Lydia, Luftverkehrskauffrau

Durch die Kriminalität in Süd Afrika bin ich nach der Geburt meiner ersten Tochter zusammen mit Ihr Ende 2005 nach Deutschland zurück. Hier musste ich von Null anfangen. Mir wurde gesagt dass meine Arbeit im Ausland nicht anerkannt wird und man mich so sieht als hätte ich meine Schule gerade beendet und ich erst eine Ausbildung machen muss bevor ich richtig ins Berufsleben einsteigen kann.
Ohne die Hilfe und Unterstützung meiner Freunde, den Familie hatte ich in Deutschland nicht mehr, hätte ich den ganzen Behördendschungel nie geschafft. Sie haben mir geholfen wie ich mich für ein Ausbildungsplatz bewerbe, wie man Bewerbungsgespräche führt um erfolgreich zu sein und wo ich hin muss um einen Kitaplatz für meine Tochter zu finden und an zu melden.
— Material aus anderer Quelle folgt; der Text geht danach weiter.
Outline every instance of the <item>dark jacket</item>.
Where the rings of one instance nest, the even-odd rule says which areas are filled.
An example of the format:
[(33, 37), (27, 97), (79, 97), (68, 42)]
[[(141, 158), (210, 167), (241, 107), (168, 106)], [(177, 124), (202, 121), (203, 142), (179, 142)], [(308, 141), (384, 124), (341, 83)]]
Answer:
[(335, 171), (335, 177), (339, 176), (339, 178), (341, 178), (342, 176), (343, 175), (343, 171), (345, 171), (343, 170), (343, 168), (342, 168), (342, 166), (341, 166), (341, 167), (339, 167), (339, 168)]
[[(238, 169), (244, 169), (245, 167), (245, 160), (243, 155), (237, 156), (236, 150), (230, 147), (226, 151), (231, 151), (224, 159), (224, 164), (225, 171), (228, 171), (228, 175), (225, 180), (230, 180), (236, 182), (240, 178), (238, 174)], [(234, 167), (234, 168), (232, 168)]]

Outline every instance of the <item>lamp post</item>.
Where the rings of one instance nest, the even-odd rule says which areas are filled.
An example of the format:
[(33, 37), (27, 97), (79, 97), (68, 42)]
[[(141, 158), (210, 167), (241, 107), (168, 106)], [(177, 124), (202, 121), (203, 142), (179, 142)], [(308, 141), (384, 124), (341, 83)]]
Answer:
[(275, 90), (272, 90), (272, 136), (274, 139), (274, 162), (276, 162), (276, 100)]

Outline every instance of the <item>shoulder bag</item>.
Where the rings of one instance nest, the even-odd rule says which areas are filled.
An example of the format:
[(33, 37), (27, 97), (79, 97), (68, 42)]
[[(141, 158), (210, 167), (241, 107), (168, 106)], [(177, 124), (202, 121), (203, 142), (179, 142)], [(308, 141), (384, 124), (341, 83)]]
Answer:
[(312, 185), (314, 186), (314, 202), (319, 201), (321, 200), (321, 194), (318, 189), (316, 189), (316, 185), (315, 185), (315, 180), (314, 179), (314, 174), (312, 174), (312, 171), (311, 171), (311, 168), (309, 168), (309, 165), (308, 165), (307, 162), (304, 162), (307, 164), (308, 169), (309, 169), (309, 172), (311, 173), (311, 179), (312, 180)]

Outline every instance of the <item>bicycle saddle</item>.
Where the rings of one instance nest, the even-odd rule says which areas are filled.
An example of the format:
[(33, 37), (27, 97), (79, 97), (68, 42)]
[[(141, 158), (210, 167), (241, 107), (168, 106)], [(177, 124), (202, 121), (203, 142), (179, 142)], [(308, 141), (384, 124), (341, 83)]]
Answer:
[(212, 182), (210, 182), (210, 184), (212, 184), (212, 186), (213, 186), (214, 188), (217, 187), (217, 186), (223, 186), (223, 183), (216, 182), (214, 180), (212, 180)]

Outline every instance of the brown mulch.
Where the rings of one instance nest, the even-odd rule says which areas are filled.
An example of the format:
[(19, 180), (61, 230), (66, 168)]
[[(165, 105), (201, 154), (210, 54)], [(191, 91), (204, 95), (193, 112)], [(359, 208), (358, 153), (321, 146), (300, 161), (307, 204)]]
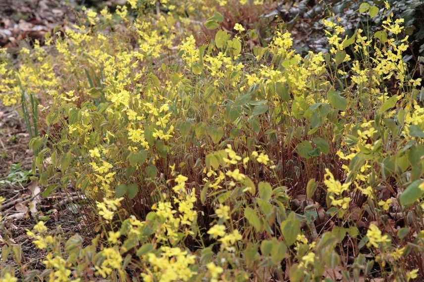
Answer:
[[(0, 247), (20, 245), (23, 267), (42, 271), (42, 262), (47, 254), (32, 243), (27, 230), (32, 229), (37, 222), (43, 220), (52, 233), (58, 232), (65, 238), (78, 233), (88, 243), (91, 227), (86, 223), (94, 221), (85, 216), (90, 206), (72, 188), (58, 188), (49, 196), (35, 201), (39, 195), (34, 192), (35, 189), (39, 189), (39, 192), (44, 189), (36, 181), (31, 182), (30, 175), (21, 182), (16, 181), (20, 178), (10, 176), (12, 166), (17, 164), (19, 165), (19, 172), (29, 173), (34, 158), (28, 147), (29, 136), (18, 111), (19, 108), (6, 107), (0, 103), (0, 196), (5, 199), (0, 206)], [(30, 210), (32, 203), (36, 203), (35, 213)], [(56, 230), (57, 226), (60, 227), (59, 230)], [(0, 269), (12, 267), (20, 277), (21, 272), (12, 252), (6, 259), (0, 259)]]
[(42, 40), (56, 26), (74, 18), (65, 0), (0, 1), (0, 46), (15, 47), (26, 38)]

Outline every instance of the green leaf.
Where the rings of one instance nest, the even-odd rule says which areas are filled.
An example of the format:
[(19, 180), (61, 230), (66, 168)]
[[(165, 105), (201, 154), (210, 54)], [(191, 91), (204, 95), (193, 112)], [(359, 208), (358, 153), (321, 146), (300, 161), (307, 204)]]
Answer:
[(214, 20), (208, 20), (205, 22), (205, 27), (212, 30), (219, 27), (219, 25)]
[(209, 128), (209, 136), (212, 139), (212, 141), (216, 144), (224, 136), (224, 129), (221, 127), (211, 127)]
[(219, 13), (219, 12), (217, 12), (215, 11), (213, 12), (213, 19), (218, 22), (218, 23), (222, 22), (222, 21), (224, 20), (224, 17), (222, 15)]
[(418, 125), (413, 124), (409, 127), (409, 135), (413, 137), (424, 138), (424, 132)]
[(147, 243), (141, 246), (137, 251), (136, 254), (138, 256), (150, 253), (154, 249), (153, 245), (150, 243)]
[(286, 244), (289, 247), (294, 243), (300, 233), (300, 222), (294, 212), (291, 212), (287, 219), (281, 223), (281, 228)]
[(266, 104), (257, 105), (253, 108), (253, 111), (252, 112), (252, 116), (259, 116), (265, 113), (269, 108), (269, 106)]
[(383, 43), (387, 41), (387, 33), (385, 30), (376, 31), (373, 36)]
[(286, 245), (275, 238), (272, 239), (272, 248), (271, 249), (271, 260), (275, 265), (279, 265), (286, 256), (287, 247)]
[(364, 2), (363, 3), (361, 3), (361, 5), (359, 5), (359, 12), (365, 13), (367, 11), (369, 8), (370, 4), (366, 2)]
[(244, 216), (249, 223), (255, 228), (256, 231), (259, 232), (261, 231), (262, 224), (261, 223), (261, 219), (254, 210), (249, 207), (246, 207), (244, 209)]
[(127, 186), (127, 195), (130, 199), (133, 199), (138, 193), (138, 186), (136, 183), (130, 184)]
[(272, 188), (271, 185), (267, 182), (261, 181), (258, 185), (258, 188), (261, 198), (267, 202), (269, 201), (272, 194)]
[(344, 97), (342, 97), (337, 91), (330, 91), (327, 94), (328, 101), (334, 108), (341, 111), (346, 110), (347, 106), (347, 100)]
[(249, 188), (248, 191), (249, 193), (252, 195), (255, 194), (256, 192), (256, 187), (255, 186), (255, 183), (253, 183), (253, 181), (250, 178), (247, 177), (245, 177), (241, 181), (241, 182), (246, 188)]
[(375, 6), (371, 6), (371, 8), (370, 8), (370, 16), (371, 18), (374, 17), (378, 13), (378, 8)]
[(115, 194), (116, 197), (123, 197), (127, 193), (127, 186), (125, 184), (118, 185), (115, 188)]
[(315, 193), (315, 191), (317, 190), (318, 185), (315, 180), (311, 178), (308, 182), (308, 184), (306, 185), (306, 197), (308, 199), (312, 199), (312, 196)]
[(69, 166), (69, 164), (71, 163), (71, 157), (72, 153), (70, 150), (62, 157), (62, 159), (60, 160), (60, 170), (62, 173), (66, 170), (66, 169)]
[(346, 51), (344, 50), (339, 50), (336, 53), (336, 65), (338, 65), (343, 62), (346, 57)]
[(421, 180), (416, 180), (408, 186), (399, 197), (402, 205), (409, 206), (415, 203), (424, 194), (424, 188), (420, 187), (423, 182), (424, 182)]
[(311, 142), (307, 140), (303, 141), (302, 143), (298, 144), (296, 147), (296, 151), (301, 156), (306, 159), (309, 159), (311, 157), (309, 155), (309, 152), (312, 151), (314, 149), (312, 148), (312, 145)]
[(149, 166), (146, 169), (146, 173), (148, 177), (154, 178), (156, 177), (156, 175), (158, 174), (158, 169), (154, 165)]
[(261, 243), (261, 252), (263, 256), (267, 256), (271, 253), (273, 244), (270, 240), (264, 240)]
[(381, 107), (380, 108), (380, 112), (384, 112), (389, 109), (394, 107), (396, 104), (396, 102), (397, 102), (397, 95), (394, 95), (388, 99), (387, 99), (387, 100), (386, 100), (386, 101), (381, 106)]
[(241, 52), (241, 42), (237, 38), (233, 38), (228, 42), (228, 47), (231, 47), (233, 56), (236, 56)]
[(348, 38), (347, 39), (345, 39), (344, 40), (343, 40), (343, 48), (346, 48), (346, 47), (348, 47), (350, 46), (350, 45), (352, 45), (352, 44), (353, 44), (355, 43), (355, 40), (356, 38), (356, 33), (357, 32), (357, 31), (355, 31), (355, 33), (354, 33), (354, 34), (352, 35), (352, 36), (351, 36), (350, 37), (349, 37), (349, 38)]
[(227, 43), (229, 35), (223, 30), (218, 30), (215, 35), (215, 45), (218, 48), (222, 48)]

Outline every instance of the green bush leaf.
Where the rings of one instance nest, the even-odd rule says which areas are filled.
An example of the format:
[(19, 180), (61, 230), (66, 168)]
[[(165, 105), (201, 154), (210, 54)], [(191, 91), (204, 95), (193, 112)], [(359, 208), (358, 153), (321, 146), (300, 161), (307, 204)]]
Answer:
[(315, 180), (311, 178), (308, 182), (308, 184), (306, 185), (306, 197), (308, 199), (312, 199), (312, 196), (315, 193), (315, 191), (317, 190), (318, 185)]
[(261, 198), (267, 202), (269, 201), (272, 194), (272, 188), (271, 185), (267, 182), (261, 181), (258, 185), (258, 188)]
[(423, 182), (423, 180), (419, 179), (408, 186), (399, 197), (402, 205), (404, 206), (411, 205), (424, 194), (424, 189), (420, 187)]
[(252, 116), (259, 116), (266, 112), (266, 111), (269, 108), (268, 105), (266, 104), (262, 105), (257, 105), (253, 108), (253, 111), (252, 112)]
[(127, 193), (127, 186), (125, 184), (118, 185), (115, 188), (115, 194), (116, 197), (123, 197)]
[(424, 138), (424, 132), (418, 125), (413, 124), (409, 127), (409, 135), (414, 137)]
[(375, 6), (371, 6), (371, 8), (370, 8), (370, 16), (371, 18), (374, 17), (378, 13), (378, 7)]
[(366, 2), (364, 2), (361, 3), (361, 5), (359, 5), (359, 12), (360, 13), (365, 13), (367, 11), (368, 9), (370, 8), (370, 4), (367, 3)]
[(216, 144), (224, 136), (224, 129), (221, 127), (211, 127), (209, 128), (209, 136), (212, 139), (212, 141)]
[(210, 30), (216, 29), (219, 27), (219, 25), (216, 21), (213, 19), (208, 20), (205, 22), (205, 27)]
[(244, 209), (244, 216), (249, 223), (255, 228), (256, 231), (259, 232), (262, 230), (262, 224), (261, 222), (261, 219), (254, 210), (249, 207), (246, 207)]
[(346, 51), (344, 50), (339, 50), (336, 53), (336, 65), (338, 65), (343, 62), (346, 58)]
[(222, 16), (222, 14), (216, 11), (213, 12), (213, 18), (214, 20), (218, 23), (222, 22), (222, 21), (224, 20), (224, 16)]
[(281, 223), (281, 228), (286, 244), (289, 247), (291, 246), (300, 233), (300, 222), (296, 218), (294, 212), (291, 212), (287, 219)]
[(127, 195), (130, 199), (133, 199), (138, 193), (138, 186), (132, 183), (127, 186)]
[(328, 101), (334, 108), (341, 111), (346, 110), (347, 106), (347, 100), (344, 97), (342, 97), (337, 91), (329, 91), (327, 94)]
[(311, 142), (307, 140), (305, 140), (302, 143), (298, 144), (296, 146), (296, 149), (298, 153), (301, 157), (306, 159), (309, 159), (311, 157), (309, 152), (312, 152), (314, 149), (312, 147), (312, 145), (311, 144)]
[(383, 113), (391, 108), (394, 107), (398, 100), (398, 96), (394, 95), (392, 96), (384, 102), (381, 107), (380, 108), (380, 112)]

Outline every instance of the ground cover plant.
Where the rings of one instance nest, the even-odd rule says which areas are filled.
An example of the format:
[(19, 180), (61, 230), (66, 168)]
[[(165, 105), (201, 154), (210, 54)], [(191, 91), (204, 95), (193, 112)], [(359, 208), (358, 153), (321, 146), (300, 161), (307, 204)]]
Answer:
[(19, 177), (78, 193), (87, 230), (30, 207), (30, 269), (3, 217), (0, 281), (422, 279), (422, 59), (405, 61), (403, 19), (362, 2), (361, 22), (384, 19), (349, 33), (323, 10), (328, 51), (304, 54), (261, 16), (276, 5), (129, 0), (2, 49), (0, 98), (34, 154)]

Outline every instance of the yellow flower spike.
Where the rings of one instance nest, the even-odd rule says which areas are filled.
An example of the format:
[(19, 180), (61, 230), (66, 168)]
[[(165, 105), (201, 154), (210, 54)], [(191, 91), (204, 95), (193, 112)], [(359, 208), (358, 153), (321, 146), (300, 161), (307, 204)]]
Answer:
[(383, 210), (387, 211), (390, 207), (390, 204), (392, 203), (391, 199), (387, 199), (386, 201), (382, 200), (378, 202), (378, 205), (383, 208)]
[(2, 278), (0, 278), (0, 282), (17, 282), (18, 279), (12, 274), (6, 272)]
[(206, 267), (213, 279), (217, 278), (219, 275), (224, 271), (222, 267), (216, 266), (214, 263), (212, 262), (206, 265)]
[(212, 238), (222, 237), (225, 235), (225, 227), (222, 225), (215, 224), (208, 231), (208, 234)]
[(246, 30), (243, 27), (243, 26), (240, 24), (239, 23), (236, 23), (235, 25), (234, 25), (234, 30), (236, 30), (240, 33), (243, 32), (243, 31)]
[(229, 212), (230, 207), (222, 204), (219, 204), (219, 207), (215, 210), (215, 213), (218, 217), (224, 220), (230, 219)]
[(367, 246), (371, 246), (378, 248), (379, 244), (385, 244), (390, 242), (390, 239), (387, 235), (383, 235), (381, 232), (374, 224), (370, 225), (367, 232), (367, 236), (368, 237), (368, 242)]
[(43, 233), (47, 231), (47, 228), (44, 225), (44, 222), (42, 221), (39, 221), (38, 223), (34, 226), (33, 229), (39, 233)]

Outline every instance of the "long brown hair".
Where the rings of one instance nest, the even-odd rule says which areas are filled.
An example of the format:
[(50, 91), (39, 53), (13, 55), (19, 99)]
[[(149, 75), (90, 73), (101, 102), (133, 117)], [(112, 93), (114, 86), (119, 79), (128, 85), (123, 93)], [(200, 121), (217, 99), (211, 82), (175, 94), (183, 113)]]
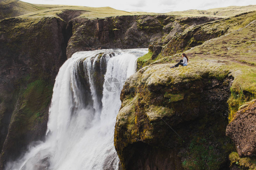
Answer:
[(187, 59), (187, 60), (188, 60), (188, 57), (187, 57), (187, 55), (186, 55), (186, 54), (185, 54), (185, 53), (182, 53), (182, 55), (183, 55), (183, 56), (184, 56), (184, 57), (186, 57), (186, 58)]

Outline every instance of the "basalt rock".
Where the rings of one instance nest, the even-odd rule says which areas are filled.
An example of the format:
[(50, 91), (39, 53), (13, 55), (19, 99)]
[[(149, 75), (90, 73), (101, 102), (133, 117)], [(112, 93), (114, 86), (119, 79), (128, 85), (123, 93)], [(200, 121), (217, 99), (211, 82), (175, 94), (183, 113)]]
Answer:
[(228, 168), (234, 148), (225, 134), (232, 78), (171, 65), (145, 67), (126, 82), (114, 136), (123, 169)]
[(53, 17), (0, 21), (0, 169), (44, 139), (54, 80), (67, 59), (66, 25)]
[(234, 142), (240, 157), (256, 155), (256, 100), (241, 106), (227, 126), (226, 133)]
[[(69, 58), (77, 51), (100, 48), (147, 48), (150, 44), (162, 45), (188, 28), (192, 23), (196, 25), (220, 19), (192, 17), (189, 21), (184, 21), (183, 18), (176, 17), (167, 15), (145, 15), (74, 18), (69, 21), (73, 25), (73, 35), (68, 41), (67, 56)], [(178, 23), (182, 22), (182, 25)], [(173, 24), (174, 22), (175, 23)], [(168, 38), (162, 41), (167, 35)]]

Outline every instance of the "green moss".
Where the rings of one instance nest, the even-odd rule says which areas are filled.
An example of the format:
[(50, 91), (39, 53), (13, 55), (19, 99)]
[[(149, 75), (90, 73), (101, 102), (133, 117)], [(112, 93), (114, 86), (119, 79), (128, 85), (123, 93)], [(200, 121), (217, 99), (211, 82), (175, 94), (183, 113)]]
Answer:
[(256, 157), (240, 158), (237, 152), (233, 152), (229, 155), (230, 166), (235, 164), (242, 169), (256, 169)]
[(164, 94), (164, 97), (169, 99), (169, 101), (171, 102), (178, 102), (184, 99), (184, 94), (172, 94), (166, 92)]
[(28, 128), (33, 128), (36, 122), (41, 121), (41, 117), (48, 114), (45, 112), (51, 101), (53, 88), (52, 85), (39, 79), (28, 84), (22, 90), (19, 113), (13, 114), (12, 118), (20, 129), (18, 131), (22, 133)]
[(149, 52), (138, 58), (137, 60), (137, 71), (149, 65), (152, 61), (153, 61), (151, 59), (151, 57), (153, 54), (153, 53)]

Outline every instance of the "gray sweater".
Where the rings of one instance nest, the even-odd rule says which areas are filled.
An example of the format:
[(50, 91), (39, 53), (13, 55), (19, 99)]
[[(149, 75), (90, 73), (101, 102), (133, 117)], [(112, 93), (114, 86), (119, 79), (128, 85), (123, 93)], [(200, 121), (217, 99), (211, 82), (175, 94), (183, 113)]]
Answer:
[(183, 62), (182, 63), (185, 64), (186, 65), (188, 65), (188, 60), (187, 60), (187, 58), (185, 57), (183, 57)]

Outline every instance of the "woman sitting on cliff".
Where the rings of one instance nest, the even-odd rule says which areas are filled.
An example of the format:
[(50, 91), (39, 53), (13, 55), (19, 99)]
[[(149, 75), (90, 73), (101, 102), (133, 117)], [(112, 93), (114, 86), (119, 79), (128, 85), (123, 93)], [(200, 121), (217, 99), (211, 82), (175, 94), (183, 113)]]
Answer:
[(185, 53), (182, 53), (181, 55), (182, 55), (182, 57), (183, 57), (183, 60), (179, 60), (179, 62), (175, 65), (173, 65), (171, 67), (170, 67), (170, 68), (171, 68), (174, 67), (179, 67), (179, 65), (181, 65), (182, 66), (188, 65), (188, 58), (187, 55)]

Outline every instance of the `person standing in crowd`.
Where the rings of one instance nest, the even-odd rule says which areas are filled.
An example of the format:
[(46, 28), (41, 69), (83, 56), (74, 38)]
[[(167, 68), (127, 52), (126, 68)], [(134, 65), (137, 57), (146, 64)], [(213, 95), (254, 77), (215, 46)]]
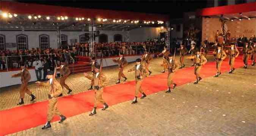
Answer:
[(168, 90), (165, 93), (170, 93), (171, 92), (171, 86), (173, 86), (173, 90), (175, 89), (177, 84), (173, 82), (173, 78), (177, 70), (179, 68), (177, 63), (173, 58), (173, 55), (170, 54), (168, 56), (167, 60), (167, 67), (168, 68), (168, 76), (167, 76), (167, 86)]
[(248, 43), (245, 43), (245, 45), (243, 46), (243, 62), (244, 66), (244, 69), (247, 68), (247, 64), (248, 64), (248, 59), (250, 58), (250, 54), (253, 52), (253, 49), (252, 47), (249, 46)]
[(124, 57), (124, 54), (122, 52), (120, 52), (119, 55), (119, 58), (118, 60), (113, 60), (114, 63), (118, 63), (118, 67), (119, 67), (119, 72), (118, 73), (118, 80), (116, 84), (119, 84), (120, 83), (120, 80), (121, 77), (124, 78), (124, 82), (125, 82), (127, 80), (127, 78), (126, 77), (123, 73), (124, 69), (124, 67), (128, 65), (128, 62), (126, 60)]
[(226, 52), (228, 55), (228, 64), (230, 66), (230, 70), (228, 72), (229, 73), (231, 73), (235, 70), (234, 68), (234, 65), (235, 64), (235, 60), (239, 54), (239, 50), (236, 47), (235, 47), (235, 45), (233, 44), (231, 44), (231, 48), (226, 51)]
[(37, 81), (39, 81), (42, 79), (42, 62), (38, 58), (36, 58), (36, 60), (33, 62), (33, 67), (35, 67), (36, 75)]
[(200, 54), (199, 50), (196, 50), (196, 54), (195, 55), (191, 56), (192, 58), (195, 60), (195, 69), (194, 73), (196, 75), (196, 81), (194, 84), (197, 84), (200, 80), (202, 79), (202, 77), (200, 75), (200, 72), (203, 66), (207, 62), (207, 60), (204, 56)]
[(149, 54), (148, 50), (145, 50), (145, 53), (142, 56), (141, 60), (141, 63), (145, 65), (147, 73), (148, 73), (149, 75), (150, 75), (152, 72), (149, 70), (149, 63), (152, 60), (152, 57)]
[(168, 59), (168, 55), (170, 54), (170, 52), (167, 50), (167, 47), (166, 46), (164, 46), (163, 47), (163, 50), (160, 54), (158, 54), (157, 56), (158, 57), (159, 56), (162, 55), (163, 55), (163, 64), (162, 66), (163, 67), (163, 70), (162, 71), (162, 73), (165, 73), (166, 70), (167, 70), (167, 60)]
[(227, 57), (227, 55), (223, 50), (220, 44), (218, 45), (218, 49), (214, 51), (212, 53), (215, 55), (216, 67), (217, 71), (216, 75), (214, 77), (217, 77), (221, 74), (220, 72), (221, 64), (222, 64), (223, 60)]
[(184, 45), (182, 43), (181, 44), (181, 47), (179, 50), (179, 62), (181, 63), (181, 67), (179, 68), (182, 69), (185, 66), (184, 64), (184, 57), (188, 53), (188, 51), (187, 48), (184, 47)]
[(102, 98), (102, 93), (104, 91), (104, 87), (107, 84), (107, 79), (101, 70), (101, 66), (97, 63), (95, 64), (94, 70), (95, 73), (92, 76), (90, 76), (86, 73), (83, 73), (86, 78), (90, 80), (93, 80), (93, 88), (95, 90), (94, 99), (94, 107), (91, 112), (89, 114), (89, 116), (93, 116), (96, 114), (96, 109), (97, 108), (98, 103), (100, 102), (104, 105), (102, 110), (105, 110), (108, 107), (108, 104), (105, 102)]
[(50, 128), (51, 121), (55, 115), (57, 115), (60, 117), (60, 121), (59, 123), (62, 122), (67, 119), (67, 118), (63, 116), (57, 107), (58, 97), (62, 93), (62, 87), (60, 83), (57, 81), (55, 77), (56, 76), (56, 69), (54, 71), (49, 69), (47, 70), (47, 78), (49, 81), (46, 83), (37, 81), (36, 82), (36, 85), (38, 86), (44, 86), (48, 87), (49, 89), (48, 98), (49, 103), (48, 103), (48, 112), (47, 114), (47, 123), (44, 126), (42, 129), (43, 130)]
[[(255, 38), (255, 37), (254, 37)], [(254, 66), (255, 64), (255, 57), (256, 57), (256, 43), (252, 42), (251, 43), (252, 51), (251, 54), (251, 60), (252, 61), (251, 66)]]
[(21, 72), (12, 75), (12, 78), (16, 78), (20, 76), (21, 79), (21, 86), (20, 89), (20, 101), (19, 102), (17, 105), (22, 105), (24, 104), (24, 97), (25, 97), (25, 93), (30, 95), (31, 96), (31, 101), (34, 101), (36, 99), (36, 96), (33, 95), (28, 89), (28, 82), (31, 78), (30, 74), (29, 72), (26, 68), (27, 64), (25, 64), (24, 66), (21, 67), (22, 70)]
[(71, 73), (70, 70), (69, 70), (68, 67), (65, 64), (65, 60), (64, 59), (61, 59), (60, 63), (60, 66), (57, 68), (57, 70), (60, 70), (61, 77), (60, 83), (61, 86), (61, 87), (62, 87), (62, 90), (63, 90), (63, 87), (66, 88), (66, 89), (68, 90), (68, 94), (69, 94), (72, 92), (72, 90), (66, 84), (65, 82), (68, 76), (70, 75)]
[(139, 92), (142, 94), (142, 96), (140, 99), (143, 99), (147, 96), (145, 93), (141, 89), (141, 84), (143, 79), (145, 78), (147, 74), (145, 66), (141, 64), (141, 60), (138, 58), (136, 60), (136, 64), (133, 68), (128, 70), (129, 72), (135, 71), (135, 81), (136, 82), (136, 87), (135, 90), (135, 97), (132, 104), (135, 104), (138, 102), (137, 98), (139, 94)]

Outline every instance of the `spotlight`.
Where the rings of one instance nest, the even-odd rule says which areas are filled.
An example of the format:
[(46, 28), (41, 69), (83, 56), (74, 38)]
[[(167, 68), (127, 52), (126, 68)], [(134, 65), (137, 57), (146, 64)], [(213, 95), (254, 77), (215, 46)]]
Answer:
[(7, 17), (7, 14), (6, 13), (3, 13), (2, 14), (3, 17)]

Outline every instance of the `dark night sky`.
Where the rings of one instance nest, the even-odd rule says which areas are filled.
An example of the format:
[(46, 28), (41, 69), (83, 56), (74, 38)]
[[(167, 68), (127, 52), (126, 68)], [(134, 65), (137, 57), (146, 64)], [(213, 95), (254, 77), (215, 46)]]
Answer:
[(182, 18), (183, 12), (193, 11), (206, 8), (203, 0), (144, 1), (20, 1), (20, 2), (35, 3), (75, 8), (130, 11), (169, 15), (171, 18)]

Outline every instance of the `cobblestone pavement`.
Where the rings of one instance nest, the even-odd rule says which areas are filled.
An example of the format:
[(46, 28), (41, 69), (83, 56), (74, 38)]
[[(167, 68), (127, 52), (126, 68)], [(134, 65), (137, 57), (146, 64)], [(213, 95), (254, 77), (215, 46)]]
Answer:
[[(162, 70), (161, 60), (155, 59), (151, 65), (154, 74)], [(191, 65), (190, 60), (185, 64)], [(110, 84), (116, 81), (117, 69), (104, 70), (110, 77)], [(125, 71), (129, 79), (133, 80), (133, 73)], [(106, 111), (98, 110), (92, 117), (86, 113), (69, 118), (62, 124), (53, 122), (50, 129), (43, 130), (39, 126), (9, 135), (256, 136), (255, 72), (256, 67), (237, 69), (234, 74), (203, 79), (197, 85), (179, 86), (171, 93), (162, 91), (150, 95), (134, 105), (127, 101)], [(82, 73), (71, 75), (67, 83), (73, 93), (85, 91), (90, 84)], [(19, 87), (1, 89), (1, 110), (16, 106)], [(46, 90), (33, 84), (29, 87), (37, 102), (47, 99)], [(30, 103), (30, 99), (25, 96), (26, 104)]]

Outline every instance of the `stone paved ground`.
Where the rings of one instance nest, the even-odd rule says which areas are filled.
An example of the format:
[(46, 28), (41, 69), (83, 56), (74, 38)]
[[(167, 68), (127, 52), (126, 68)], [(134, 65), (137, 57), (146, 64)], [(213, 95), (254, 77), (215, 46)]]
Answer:
[[(162, 70), (160, 60), (152, 63), (154, 74)], [(185, 64), (190, 63), (186, 60)], [(111, 77), (110, 84), (116, 79), (116, 72), (111, 73), (113, 68), (117, 69), (116, 67), (104, 69)], [(53, 122), (51, 129), (43, 131), (39, 126), (9, 135), (256, 136), (255, 72), (256, 67), (238, 69), (235, 73), (223, 73), (217, 79), (209, 77), (198, 85), (179, 86), (171, 93), (162, 91), (150, 95), (135, 105), (127, 101), (106, 111), (98, 110), (93, 117), (86, 113), (69, 118), (61, 124)], [(127, 74), (130, 80), (133, 80), (132, 73)], [(68, 79), (74, 93), (85, 91), (89, 86), (82, 75), (72, 75)], [(16, 106), (19, 87), (1, 89), (1, 110)], [(46, 90), (34, 84), (29, 88), (38, 102), (47, 99)], [(29, 103), (30, 98), (27, 96), (25, 99), (25, 103)]]

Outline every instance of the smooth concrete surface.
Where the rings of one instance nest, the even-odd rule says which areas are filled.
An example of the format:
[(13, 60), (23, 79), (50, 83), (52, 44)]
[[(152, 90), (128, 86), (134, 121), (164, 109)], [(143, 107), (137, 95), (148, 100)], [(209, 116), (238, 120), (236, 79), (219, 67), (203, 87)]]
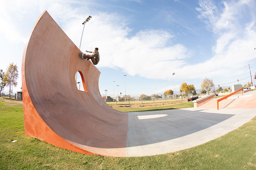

Das Problem hier ist das es viel zu wenige familienfreundliche Unternehmen gibt. Leider schauen Unternehmen zu sehr auf die Präsenszeit als auf die Fähigkeiten. Vor allem alleinerziehende Mütter oder Väter gelten als Risiko.

Andreas, Patientenservice, Charité

Ich war nie gut in der Schule und habe gerade so meinen Hauptschulabschluss geschafft. Dennoch habe ich eine Ausbildung als Koch angefangen. Leider musste ich aber schnell feststellen, dass der Beruf so gar nichts für mich war. Mein Wunsch war es immer, mit Kindern und Jugendlichen zusammen zu arbeiten. Am liebsten als Erzieher. Doch mit einem Hauptschulabschluss konnte ich das vergessen. Im Laufe der Zeit habe ich vieles ausprobiert. Als mein Sohn damals zu mir gezogen ist, musste ich meinen Job im Bereich Security aufgeben als Alleinerziehender. Also orientierte ich mich um und fand den Weg zu Goldnetz. Dort konnte ich mich weiterbilden als Servicekraft im stationären Bereichen.